Donald Gorrie asked about housing and health. That has been made a priority by the Executive. We have the central heating initiative, and we know the priority that is attached to addressing fuel poverty in general.
Lloyd Quinan raised the important subject—and I do not complain about that—of autistic spectrum disorders. Research is being done by the Medical Research Council, and services are being developed as part of the learning disability review.
Pauline McNeill reminded us of the importance of sure start Scotland, as did Margaret Smith, and asked that its funding be continued. It will be funded with £19 million in each of the coming two years.
Elaine Smith and Mike Russell both referred to mental health, which is a priority in general and for children. One of the recent initiatives that we have taken is to ask the Scottish needs assessment programme to produce guidelines for best practice in mental health services.
Will the minister give way?
Will the minister give way?
I have only one minute, so I must continue.
Elaine Smith also referred to breastfeeding. We have set up the national breastfeeding advisory group, and are keen on initiatives such as that in Elaine Smith's part of the world, Lanarkshire, called "You can't get fitter than a breastfed nipper."
Irene Oldfather referred to underage smoking.
Will the minister give way?
I am in my last minute.
We have targets for that, and the Lord Advocate is reviewing guidance on using test purchasing by children. Irene Oldfather also referred to local health care co-operatives. They are important to the objective of improving child health services. We will announce a strategy on that soon, with child health as a key focus.
I do not have time to deal with all the UK initiatives that Susan Deacon was right to remind us of. There were many measures in the budget to help children who are living in poverty, not least the sure start maternity grant, which will increase to £500 next year.
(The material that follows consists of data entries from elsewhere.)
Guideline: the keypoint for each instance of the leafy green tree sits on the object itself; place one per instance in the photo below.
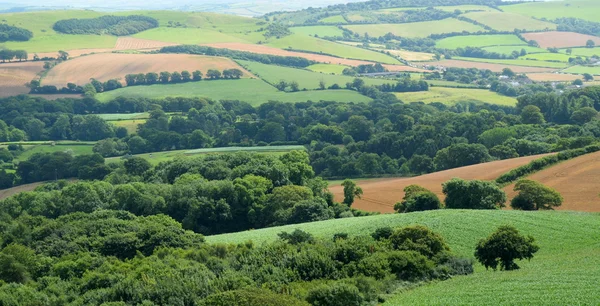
(417, 198)
(351, 191)
(535, 196)
(473, 194)
(503, 247)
While we need those UK changes to address poverty, the Scottish Executive is proceeding with a large number of initiatives: the national maternity services framework; the health improvement fund; public health practitioners; health-promoting schools, to which I referred; the child health service template, which will be launched soon; and new performance management arrangements, which will require health boards to show how joined up their child health services are, and whether they are meeting children's clinical and emotional needs.
Clearly, child health is a new priority for the Executive, and children's services right across the Executive—through the children's change fund, sure start Scotland and many other initiatives—are at the top of our agenda. An important start has been made on addressing problems of child poverty and child health inequalities. I hope that the whole chamber will acknowledge that today.